Acts of the Assassins - Quantum Fiction

Assassins_frontStart looking and it’s everywhere. Kate Atkinson is at it, and Jenny Offill and Anne Carson. CSI: Crime Scene Investigation is full of it, as is the first season of Homeland, and David Lynch has been working on it for years. Jo Nesbo might be, John le Carre is. The poets, some might say, found their way to it first.

Our ideas about the physical world are changing. Quantum particles exist in multiple states simultaneously, they act on each other at a distance and the road not taken is the road taken. Fiction has always reflected the world we inhabit, and in a quantum story individual narrative components behave outrageously.

But as in physics, the overall solidity of the fiction remains intact.

At its simplest, the quantum concept breaks up a narrative into quanta, short bites of information rather than extended narrative passages. These may resist a single objective view of reality. In Lazarus is Dead the story divides into particles of separate fiction and non-fiction, but in Acts of the Assassins the novel isolates particles of time.

The quantum split in Acts merges the past with the present, creating a fiction that reaches for glimpses of the invisible behind the accepted laws of linear narrative. The novel doesn’t conform to a conventional reading of time, but behaves according to quantum theory. What happened then happens now, and vice versa.

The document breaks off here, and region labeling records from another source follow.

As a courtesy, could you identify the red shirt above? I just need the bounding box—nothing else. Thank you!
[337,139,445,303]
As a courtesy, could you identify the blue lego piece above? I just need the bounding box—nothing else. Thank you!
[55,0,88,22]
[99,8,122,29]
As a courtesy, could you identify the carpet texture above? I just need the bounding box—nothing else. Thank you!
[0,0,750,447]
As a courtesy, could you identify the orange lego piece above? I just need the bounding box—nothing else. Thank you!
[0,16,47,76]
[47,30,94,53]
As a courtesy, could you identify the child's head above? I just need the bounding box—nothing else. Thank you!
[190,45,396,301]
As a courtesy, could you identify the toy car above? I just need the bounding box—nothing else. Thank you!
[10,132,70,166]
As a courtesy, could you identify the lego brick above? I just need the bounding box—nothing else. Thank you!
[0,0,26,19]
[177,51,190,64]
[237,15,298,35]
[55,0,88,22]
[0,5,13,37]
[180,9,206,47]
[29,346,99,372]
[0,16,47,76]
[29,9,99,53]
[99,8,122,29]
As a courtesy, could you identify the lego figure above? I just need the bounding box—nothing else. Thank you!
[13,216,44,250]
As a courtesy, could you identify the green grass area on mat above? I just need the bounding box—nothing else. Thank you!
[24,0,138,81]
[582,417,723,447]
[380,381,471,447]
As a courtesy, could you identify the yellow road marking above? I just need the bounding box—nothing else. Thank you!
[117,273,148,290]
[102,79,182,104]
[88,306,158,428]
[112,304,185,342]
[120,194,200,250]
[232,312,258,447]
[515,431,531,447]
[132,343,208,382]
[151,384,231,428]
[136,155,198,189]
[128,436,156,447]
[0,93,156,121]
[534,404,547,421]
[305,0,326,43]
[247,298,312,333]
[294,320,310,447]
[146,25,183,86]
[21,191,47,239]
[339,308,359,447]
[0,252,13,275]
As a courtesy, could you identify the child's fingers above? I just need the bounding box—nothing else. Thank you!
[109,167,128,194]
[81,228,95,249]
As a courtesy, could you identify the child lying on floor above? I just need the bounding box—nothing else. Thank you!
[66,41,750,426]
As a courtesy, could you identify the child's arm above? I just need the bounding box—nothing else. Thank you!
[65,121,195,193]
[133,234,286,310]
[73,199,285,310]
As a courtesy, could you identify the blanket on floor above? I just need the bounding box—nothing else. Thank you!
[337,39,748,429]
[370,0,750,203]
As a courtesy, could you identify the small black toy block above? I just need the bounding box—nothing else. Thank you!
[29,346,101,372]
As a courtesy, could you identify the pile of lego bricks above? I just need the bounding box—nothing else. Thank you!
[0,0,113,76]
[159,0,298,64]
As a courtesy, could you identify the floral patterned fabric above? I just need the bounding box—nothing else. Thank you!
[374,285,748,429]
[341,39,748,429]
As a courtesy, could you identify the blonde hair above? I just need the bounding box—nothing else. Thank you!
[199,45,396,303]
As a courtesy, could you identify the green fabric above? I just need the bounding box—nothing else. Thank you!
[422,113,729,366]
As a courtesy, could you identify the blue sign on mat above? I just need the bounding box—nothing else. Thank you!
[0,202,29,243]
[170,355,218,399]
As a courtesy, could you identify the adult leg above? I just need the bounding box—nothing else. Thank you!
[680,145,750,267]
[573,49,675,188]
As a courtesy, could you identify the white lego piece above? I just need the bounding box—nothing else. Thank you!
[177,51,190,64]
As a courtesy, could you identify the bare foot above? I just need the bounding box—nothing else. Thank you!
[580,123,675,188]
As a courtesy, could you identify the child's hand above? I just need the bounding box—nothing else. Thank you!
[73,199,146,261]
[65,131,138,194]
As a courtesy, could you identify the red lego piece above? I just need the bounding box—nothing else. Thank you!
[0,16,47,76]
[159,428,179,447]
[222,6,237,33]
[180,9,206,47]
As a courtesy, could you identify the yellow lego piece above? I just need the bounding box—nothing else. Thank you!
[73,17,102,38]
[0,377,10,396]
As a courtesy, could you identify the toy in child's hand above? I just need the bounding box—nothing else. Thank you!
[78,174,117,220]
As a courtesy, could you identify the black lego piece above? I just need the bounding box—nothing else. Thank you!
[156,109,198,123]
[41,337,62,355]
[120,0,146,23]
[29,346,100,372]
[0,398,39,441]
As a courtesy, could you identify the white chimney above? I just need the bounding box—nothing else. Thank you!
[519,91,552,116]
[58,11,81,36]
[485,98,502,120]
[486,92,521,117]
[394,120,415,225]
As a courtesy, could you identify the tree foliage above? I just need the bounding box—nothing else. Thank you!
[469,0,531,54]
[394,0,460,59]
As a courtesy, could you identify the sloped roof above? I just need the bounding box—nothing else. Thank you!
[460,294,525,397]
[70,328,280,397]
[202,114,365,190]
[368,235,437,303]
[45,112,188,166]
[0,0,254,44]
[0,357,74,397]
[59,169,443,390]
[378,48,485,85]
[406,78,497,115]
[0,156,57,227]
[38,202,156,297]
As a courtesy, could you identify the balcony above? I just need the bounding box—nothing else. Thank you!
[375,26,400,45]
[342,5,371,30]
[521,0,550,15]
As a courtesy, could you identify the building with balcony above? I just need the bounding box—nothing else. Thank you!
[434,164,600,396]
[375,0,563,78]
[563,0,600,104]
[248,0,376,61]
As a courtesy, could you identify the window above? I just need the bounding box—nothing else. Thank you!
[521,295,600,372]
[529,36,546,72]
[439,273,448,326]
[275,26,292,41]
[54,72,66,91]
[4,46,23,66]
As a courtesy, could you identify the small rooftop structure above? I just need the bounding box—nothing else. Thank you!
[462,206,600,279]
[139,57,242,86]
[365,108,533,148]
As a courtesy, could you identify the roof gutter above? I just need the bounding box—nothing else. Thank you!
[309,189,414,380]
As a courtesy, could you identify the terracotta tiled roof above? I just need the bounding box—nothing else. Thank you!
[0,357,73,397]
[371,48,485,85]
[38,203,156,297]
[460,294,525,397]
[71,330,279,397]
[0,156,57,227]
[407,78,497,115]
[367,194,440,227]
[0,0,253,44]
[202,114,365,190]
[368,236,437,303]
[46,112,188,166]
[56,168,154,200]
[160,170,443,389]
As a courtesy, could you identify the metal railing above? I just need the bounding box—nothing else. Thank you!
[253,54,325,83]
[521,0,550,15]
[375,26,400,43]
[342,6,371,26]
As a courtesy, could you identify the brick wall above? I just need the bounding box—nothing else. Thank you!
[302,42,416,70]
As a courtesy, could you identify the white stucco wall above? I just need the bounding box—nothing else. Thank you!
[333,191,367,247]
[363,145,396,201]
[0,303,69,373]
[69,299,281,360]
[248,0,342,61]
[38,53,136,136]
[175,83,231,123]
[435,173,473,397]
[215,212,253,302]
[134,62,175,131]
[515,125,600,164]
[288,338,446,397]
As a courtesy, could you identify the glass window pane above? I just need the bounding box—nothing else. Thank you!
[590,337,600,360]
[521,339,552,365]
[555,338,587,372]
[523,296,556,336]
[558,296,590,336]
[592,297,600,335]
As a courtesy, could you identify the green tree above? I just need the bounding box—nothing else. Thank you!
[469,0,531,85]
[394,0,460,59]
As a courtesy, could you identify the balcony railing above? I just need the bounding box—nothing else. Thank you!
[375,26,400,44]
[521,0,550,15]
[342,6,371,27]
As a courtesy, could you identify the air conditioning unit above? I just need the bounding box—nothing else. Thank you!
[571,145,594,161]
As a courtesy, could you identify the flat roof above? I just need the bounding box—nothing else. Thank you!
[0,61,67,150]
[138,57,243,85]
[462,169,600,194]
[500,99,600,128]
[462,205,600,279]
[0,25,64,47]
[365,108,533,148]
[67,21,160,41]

Quantum fiction isn’t entirely new. Like the particles, these fictions existed before they were observed and named, but before now we didn’t know what to call them. The Book of Revelation is, but Will Self probably isn’t. Joyce is, but Beckett isn’t, while detective fiction and spy stories are among the most rewarding places to look. Try your own list – nothing more quantum than starting an argument in an empty room.